These are experiences that are soundtracked by the horror of death to drive home the stakes and the reality of what these situations are like. In the case of the game, it is about telling the player that there is chaos all around them, despite the original release's inability to render thousands of dead and dying all around. In the case of the film, over and over again it makes the point that there is a real human element to war. People die, and sometimes they die together, and sometimes they die alone. People fail in the face of an engine that uses them up like meat, and the sounds of that process drag us down into the depths.

For that game and that film, the sounds of death are not shorthand. They are the things we are supposed to be paying attention to. Those sounds are supposed to grab us and keep us. They're meant to haunt us beyond all reason and thought, and they work, at least for me. I haven't been able to get Giovanni Ribisi's plaintive wailing out of my head for nearly 20 years.

Hyper Light Drifter is another game that uses the sound of suffering in a way that puts you in a particular place and a particular mindset. After boss battles, and sometimes for no reason at all, the protagonist character will cough. They're deep, difficult coughs that make the screen blink and generate little pools of blood on the ground.

Hyper Light Drifter image courtesy of Heart Machine

The sound, especially as it fills up a pair of headphones, imprinted on me. I can hear it right now, despite having not played that game since release. It's a sound that is full of emotive capacity, and that game rightly lets you sit with the sound. It means something; the chronic illness-toward-death that the character is experiencing frames the significance and the importance of Hyper Light Drifter's plot. One cannot take the ephemeral story seriously without listening to, and having sympathy for, that terrible cough.

The sounds of suffering, the sounds of death, and a musical score written from the depths of loss and tragedy shouldn't just be marketing shorthand. In marketing, there has long been this idea of "effective frequency," or how many times you have to see or hear about a product before it latches into your being and you need to buy it. Estimates and studies vary on that number, but the important thing is that there is some number. There is a place of advertising exposure where you begin to see something and you think you might be interested in it.

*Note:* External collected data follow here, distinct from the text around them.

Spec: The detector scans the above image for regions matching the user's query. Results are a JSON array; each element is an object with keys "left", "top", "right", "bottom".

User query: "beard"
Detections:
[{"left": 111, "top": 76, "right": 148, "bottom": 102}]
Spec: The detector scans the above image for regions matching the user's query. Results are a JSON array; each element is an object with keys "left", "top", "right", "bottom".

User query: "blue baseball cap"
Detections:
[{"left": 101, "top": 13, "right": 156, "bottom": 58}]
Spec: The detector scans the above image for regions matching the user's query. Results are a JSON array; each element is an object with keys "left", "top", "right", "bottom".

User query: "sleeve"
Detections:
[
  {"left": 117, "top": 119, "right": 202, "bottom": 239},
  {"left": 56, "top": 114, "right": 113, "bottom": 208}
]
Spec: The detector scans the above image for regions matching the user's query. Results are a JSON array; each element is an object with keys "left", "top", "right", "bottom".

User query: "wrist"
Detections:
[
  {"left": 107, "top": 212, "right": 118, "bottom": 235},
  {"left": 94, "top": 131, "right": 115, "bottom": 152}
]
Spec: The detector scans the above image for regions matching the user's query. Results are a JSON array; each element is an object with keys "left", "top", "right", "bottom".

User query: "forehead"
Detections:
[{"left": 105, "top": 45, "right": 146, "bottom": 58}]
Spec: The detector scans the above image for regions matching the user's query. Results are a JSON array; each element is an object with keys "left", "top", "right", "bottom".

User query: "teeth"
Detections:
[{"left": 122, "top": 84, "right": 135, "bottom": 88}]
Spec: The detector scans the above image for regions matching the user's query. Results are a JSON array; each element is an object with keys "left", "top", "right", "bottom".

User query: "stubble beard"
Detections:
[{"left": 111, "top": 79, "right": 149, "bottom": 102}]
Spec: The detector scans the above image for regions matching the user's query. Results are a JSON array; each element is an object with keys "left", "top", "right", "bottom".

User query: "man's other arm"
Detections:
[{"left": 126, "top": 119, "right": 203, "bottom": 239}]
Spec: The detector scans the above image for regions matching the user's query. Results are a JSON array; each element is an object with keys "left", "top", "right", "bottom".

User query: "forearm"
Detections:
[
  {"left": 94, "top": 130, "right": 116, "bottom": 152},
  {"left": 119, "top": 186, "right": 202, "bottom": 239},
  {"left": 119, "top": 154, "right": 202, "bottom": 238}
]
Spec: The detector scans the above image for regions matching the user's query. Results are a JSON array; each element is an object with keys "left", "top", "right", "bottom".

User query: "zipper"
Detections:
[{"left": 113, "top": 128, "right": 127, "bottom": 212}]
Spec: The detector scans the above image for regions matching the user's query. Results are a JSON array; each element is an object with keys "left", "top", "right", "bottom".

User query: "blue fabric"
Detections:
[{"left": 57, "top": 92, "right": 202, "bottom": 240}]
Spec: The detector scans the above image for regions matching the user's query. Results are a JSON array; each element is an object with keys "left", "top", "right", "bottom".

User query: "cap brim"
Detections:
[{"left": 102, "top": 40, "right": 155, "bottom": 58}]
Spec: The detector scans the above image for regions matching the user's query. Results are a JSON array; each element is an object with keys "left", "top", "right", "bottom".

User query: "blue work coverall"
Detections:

The Call of Duty: WWII trailer is using the sonic capacity of human death and suffering for its capacity to work as effective frequency. If you hear the dying screams enough times, you might buy into the idea that you can fix them. You might think that you can march across Europe and right a couple wrongs. And I wonder if the best use of those sounds and the music that comes to grips with them might be sitting with them and paying attention to them instead of draining them for some advertising excitement factor.